St Mary's Lighthouse

Today a shipping disaster is rare, but before lighthouses and other aids were common, there were hundreds of ships wrecked on our coasts each year. How long will we have lighthouses for, is a question we cannot answer. With new technology, most deep sea vessels have several electronic navigation systems, and so conceptually can navigate from this and charts. In recent years, radio beacons set up around the coast - originally by Decca - have been used to transmit individual navigational signals and even more recently satellite navigation has been developed as a very sophisticated form of positioning vessels. 

These systems require interpreting skills to plot courses and are prone to error and system failure.  Atmospheric conditions can also affect their accuracy at dawn, dusk and during fog. In addition it is always the risk that terrorists or others could interfere with the radio signals and put these out of operation for period. So without the back up of lights, visual marks, we could have a series of shipping disasters that would make historic losses look small. Generally its only the commercial vessels which are equipped with sophisticated satellite equipment, and many recreational craft, smaller fishing boats and lifeboats still rely largely on existing lights and marks.

In researching and writing up the location guides there have seen a number of occasions has considered lights to no longer to be necessary, on the basis that later technology is making them obsolete, and its only local protests that have persuaded them to keep them operational, although usually at a reduced power. Lighthouses prior to de-manning also provided another service now lost, looking out for ships or people in difficulty, this they did in cooperation with a large number of coastguard stations and between them most of the coast could be watched. In addition to the demanning of lighthouses and removal of most lightships most of the full time coastguard stations are now closed. There is a new voluntary group attempting to fill some of this vacuum but realistically its unlikely that a large percentage of the coast will be watched again.

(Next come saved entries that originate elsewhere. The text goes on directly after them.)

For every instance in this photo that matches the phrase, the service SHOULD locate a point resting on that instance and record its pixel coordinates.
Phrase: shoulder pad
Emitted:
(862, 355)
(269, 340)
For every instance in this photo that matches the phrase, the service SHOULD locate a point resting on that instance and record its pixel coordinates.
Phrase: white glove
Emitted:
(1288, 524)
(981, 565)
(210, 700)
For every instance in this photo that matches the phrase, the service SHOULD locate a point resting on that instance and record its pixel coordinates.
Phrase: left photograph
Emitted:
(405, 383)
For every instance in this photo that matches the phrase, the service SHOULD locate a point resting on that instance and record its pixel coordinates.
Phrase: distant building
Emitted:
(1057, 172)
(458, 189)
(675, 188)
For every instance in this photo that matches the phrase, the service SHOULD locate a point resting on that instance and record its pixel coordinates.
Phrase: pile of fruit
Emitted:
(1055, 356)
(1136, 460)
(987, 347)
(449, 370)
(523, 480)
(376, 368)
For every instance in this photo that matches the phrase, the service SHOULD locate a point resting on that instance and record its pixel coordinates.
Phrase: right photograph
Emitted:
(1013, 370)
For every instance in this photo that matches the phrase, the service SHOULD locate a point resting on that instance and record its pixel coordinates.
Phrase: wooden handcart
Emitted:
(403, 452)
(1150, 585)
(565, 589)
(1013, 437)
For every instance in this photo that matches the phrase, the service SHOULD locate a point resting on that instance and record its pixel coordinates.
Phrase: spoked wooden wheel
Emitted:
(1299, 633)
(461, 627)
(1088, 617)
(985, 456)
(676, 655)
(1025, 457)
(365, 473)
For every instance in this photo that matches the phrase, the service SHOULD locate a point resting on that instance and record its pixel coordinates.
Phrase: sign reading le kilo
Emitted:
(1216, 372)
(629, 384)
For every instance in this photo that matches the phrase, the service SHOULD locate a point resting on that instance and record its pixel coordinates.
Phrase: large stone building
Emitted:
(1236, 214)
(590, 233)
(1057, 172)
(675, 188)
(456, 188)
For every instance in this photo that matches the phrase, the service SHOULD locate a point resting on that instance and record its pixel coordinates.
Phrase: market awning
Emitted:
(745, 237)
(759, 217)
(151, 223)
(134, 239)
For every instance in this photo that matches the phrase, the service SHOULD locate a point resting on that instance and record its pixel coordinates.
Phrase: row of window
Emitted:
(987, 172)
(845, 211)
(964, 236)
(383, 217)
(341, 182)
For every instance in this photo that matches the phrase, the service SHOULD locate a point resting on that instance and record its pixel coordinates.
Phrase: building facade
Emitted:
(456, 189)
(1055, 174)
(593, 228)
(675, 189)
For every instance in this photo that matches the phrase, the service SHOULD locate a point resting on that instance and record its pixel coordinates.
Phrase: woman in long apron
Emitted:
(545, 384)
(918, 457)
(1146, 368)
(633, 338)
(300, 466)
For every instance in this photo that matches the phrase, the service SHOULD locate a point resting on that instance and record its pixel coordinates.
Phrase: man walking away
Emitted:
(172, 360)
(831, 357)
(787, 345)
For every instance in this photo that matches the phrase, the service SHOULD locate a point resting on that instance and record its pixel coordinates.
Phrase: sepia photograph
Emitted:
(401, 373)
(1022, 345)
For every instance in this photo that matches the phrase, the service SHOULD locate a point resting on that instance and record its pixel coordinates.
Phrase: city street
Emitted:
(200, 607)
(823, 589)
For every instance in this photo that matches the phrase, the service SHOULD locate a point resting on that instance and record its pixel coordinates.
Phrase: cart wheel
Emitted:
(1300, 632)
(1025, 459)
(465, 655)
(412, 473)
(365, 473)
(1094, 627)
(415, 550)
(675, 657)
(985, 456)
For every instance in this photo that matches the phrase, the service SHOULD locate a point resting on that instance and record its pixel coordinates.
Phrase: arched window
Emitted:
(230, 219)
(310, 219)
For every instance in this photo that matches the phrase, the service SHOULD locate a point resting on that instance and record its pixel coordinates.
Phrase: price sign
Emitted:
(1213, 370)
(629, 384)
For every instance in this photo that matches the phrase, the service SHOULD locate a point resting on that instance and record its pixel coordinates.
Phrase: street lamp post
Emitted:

The technology we have will continues to get better, more reliable and more people will both have primary and small back up systems, and while for the foreseeable future you will want harbour buoys, the future of other lights is less certain. The driving force, supplier of most of these new electronic enhanced navigational toys to the lighting authorities is a company called VT Communications Ltd. This was the company that was called Merlin Communications and was created by the privatisation of the BBC World Service transmission sites. They are now a part of a public company, VT Group,  and VT Group are currently in the course of being taken over by another company Babcock International Group PLC,  who are already a major supplier in these areas.

But what if there is a bug in their software, a volcanic or other disturbance, a sun flair, meteorite or a whole range of other unknowns disrupting radio signals. What if terrorists or criminals should block radio signals or just flood the waves with static or rubbish. What if these electronic aids stopped working, then without the lighthouses we would have the biggest collection of shipping disasters ever seen, we could not feed the people of Britain, as Britain could become a 'no go' area for shipping. In my view we are not likely to see the sudden announcement of the closure of all lighthouses, but many of the small units, those that look like metal structures on legs, are likely to go, and when they are not required these are likely to be scraped and lost.  If lucky, a few may go to museum sites. A lot of the smaller coastal lighthouses are also likely to close and be sold for conversion to homes with good views. Some island sites will be sold to nature preservation trusts as observatories. The major structures are eventually likely to have their lights turned off but remain for a period later.